While our official modules (zenml-stack/aws, zenml-stack/gcp, zenml-stack/azure) handle both phases, you might already have infrastructure deployed. Let's explore how to register existing infrastructure with ZenML.

Phase 1: Infrastructure Deployment

You likely already have this handled in your existing Terraform configurations:

# Example of existing GCP infrastructure
resource "google_storage_bucket" "ml_artifacts" {
  name     = "company-ml-artifacts"
  location = "US"
}

resource "google_artifact_registry_repository" "ml_containers" {
  repository_id = "ml-containers"
  format        = "DOCKER"
}

Phase 2: ZenML Registration

Setup the ZenML Provider

First, configure the ZenML provider to communicate with your ZenML server:

terraform {
  required_providers {
    zenml = {
      source = "zenml-io/zenml"
    }
  }
}

provider "zenml" {
  # Configuration options will be loaded from environment variables:
  # ZENML_SERVER_URL (for Pro users, this should be your Workspace URL from the dashboard)
  # ZENML_API_KEY
}

{% hint style="info" %}
**For ZenML Pro users:** The `ZENML_SERVER_URL` should be your Workspace URL, which can be found in your dashboard. It typically looks like: `https://1bfe8d94-zenml.cloudinfra.zenml.io`. Make sure you use the complete URL of your workspace, not just the domain. The `ZENML_API_KEY` should be [the ZenML Pro API key](https://docs.zenml.io/pro/access-management/service-accounts) or [Personal Access Token](https://docs.zenml.io/pro/access-management/personal-access-tokens).
{% endhint %}

To generate an API key for an OSS server, use the command:

zenml service-account create <SERVICE_ACCOUNT_NAME>

This will create a service account and generate an API key that you can use to authenticate with the ZenML server.

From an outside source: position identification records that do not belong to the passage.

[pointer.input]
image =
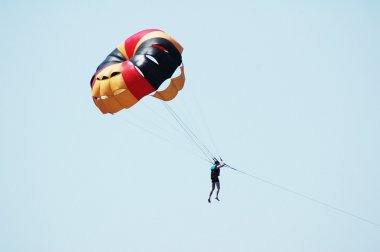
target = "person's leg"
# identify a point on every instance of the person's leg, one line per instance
(218, 188)
(212, 190)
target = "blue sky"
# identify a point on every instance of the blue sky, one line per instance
(289, 89)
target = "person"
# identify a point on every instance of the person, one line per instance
(215, 171)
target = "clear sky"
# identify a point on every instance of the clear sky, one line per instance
(288, 89)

The API key is shown only once during creation. Make sure to save it securely, as you cannot retrieve it later. If you lose it, you'll need to create a new key.

You can learn more about how to generate a ZENML_API_KEY via service accounts here.

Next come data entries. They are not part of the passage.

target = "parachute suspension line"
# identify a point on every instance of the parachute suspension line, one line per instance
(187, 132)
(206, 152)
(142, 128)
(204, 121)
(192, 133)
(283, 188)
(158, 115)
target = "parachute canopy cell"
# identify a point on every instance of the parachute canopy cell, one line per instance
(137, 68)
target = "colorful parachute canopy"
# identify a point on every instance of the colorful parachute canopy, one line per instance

If you're using a ZenML Pro server, you will need to create a Personal Access Token or an organization-level service account and an API key for it. You can find more about Personal Access Tokens here and organization-level service accounts and API keys here.

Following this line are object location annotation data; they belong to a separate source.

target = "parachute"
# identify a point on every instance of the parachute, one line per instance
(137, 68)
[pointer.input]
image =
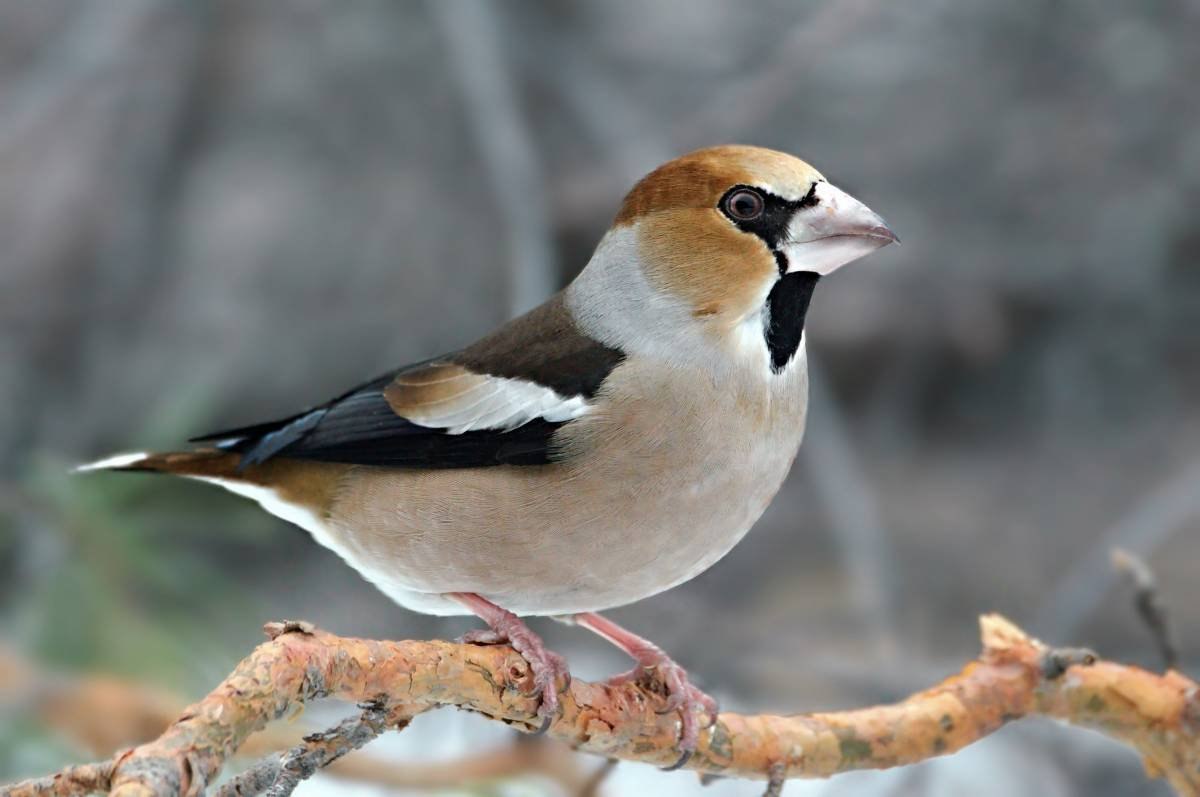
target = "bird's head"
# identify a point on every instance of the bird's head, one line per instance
(723, 246)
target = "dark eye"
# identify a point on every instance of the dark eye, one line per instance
(744, 204)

Create the service connectors

The key to successful registration is proper authentication between the components. Service connectors are ZenML's way of managing this:

# First, create a service connector
resource "zenml_service_connector" "gcp_connector" {
  name        = "gcp-${var.environment}-connector"
  type        = "gcp"
  auth_method = "service-account"  
  
  configuration = {
    project_id = var.project_id
    service_account_json = file("service-account.json")
  }
}

# Create a stack component referencing the connector
resource "zenml_stack_component" "artifact_store" {
  name   = "existing-artifact-store"
  type   = "artifact_store"
  flavor = "gcp"
  
  configuration = {
    path = "gs://${google_storage_bucket.ml_artifacts.name}"
  }
  
  connector_id = zenml_service_connector.gcp_connector.id
}

Register the stack components

# Generic component registration pattern
locals {
  component_configs = {
    artifact_store = {
      type = "artifact_store"
      flavor = "gcp"
      configuration = {
        path = "gs://${google_storage_bucket.ml_artifacts.name}"
      }
    }
    container_registry = {
      type = "container_registry"
      flavor = "gcp"
      configuration = {
        uri = "${var.region}-docker.pkg.dev/${var.project_id}/${google_artifact_registry_repository.ml_containers.repository_id}"
      }
    }
    orchestrator = {
      type = "orchestrator"
      flavor = "vertex"
      configuration = {
        project = var.project_id
        region  = var.region
      }
    }
  }
}

# Register multiple components
resource "zenml_stack_component" "components" {
  for_each = local.component_configs
  
  name          = "existing-${each.key}"
  type          = each.value.type
  flavor        = each.value.flavor
  configuration = each.value.configuration
  
  connector_id = zenml_service_connector.env_connector.id
}

Assemble the stack

Finally, assemble the components into a stack:

resource "zenml_stack" "ml_stack" {
  name = "${var.environment}-ml-stack"
  
  components = {
    for k, v in zenml_stack_component.components : k => v.id
  }
}

Practical Walkthrough: Registering Existing GCP Infrastructure

Let's see a complete example of registering an existing GCP infrastructure stack with ZenML.

Prerequisites

A GCS bucket for artifacts
An Artifact Registry repository
A service account for ML operations
Vertex AI enabled for orchestration

Step 1: Variables Configuration

# variables.tf
variable "zenml_server_url" {
  description = "URL of the ZenML server (for Pro users, this is your Workspace URL)"
  type        = string
}

variable "zenml_api_key" {
  description = "API key for ZenML server authentication"
  type        = string
  sensitive   = true
}

variable "project_id" {
  description = "GCP project ID"
  type        = string
}

variable "region" {
  description = "GCP region"
  type        = string
  default     = "us-central1"
}

variable "environment" {
  description = "Environment name (e.g., dev, staging, prod)"
  type        = string
}

variable "gcp_service_account_key" {
  description = "GCP service account key in JSON format"
  type        = string
  sensitive   = true
}

Step 2: Main Configuration

# main.tf
terraform {
  required_providers {
    zenml = {
      source = "zenml-io/zenml"
    }
    google = {
      source = "hashicorp/google"
    }
  }
}

# Configure providers
provider "zenml" {
  server_url = var.zenml_server_url  # For Pro users, this is your Workspace URL
  api_key    = var.zenml_api_key
}

provider "google" {
  project = var.project_id
  region  = var.region
}

# Create GCP resources if needed
resource "google_storage_bucket" "artifacts" {
  name     = "${var.project_id}-zenml-artifacts-${var.environment}"
  location = var.region
}

resource "google_artifact_registry_repository" "containers" {
  location      = var.region
  repository_id = "zenml-containers-${var.environment}"
  format        = "DOCKER"
}

# ZenML Service Connector for GCP
resource "zenml_service_connector" "gcp" {
  name        = "gcp-${var.environment}"
  type        = "gcp"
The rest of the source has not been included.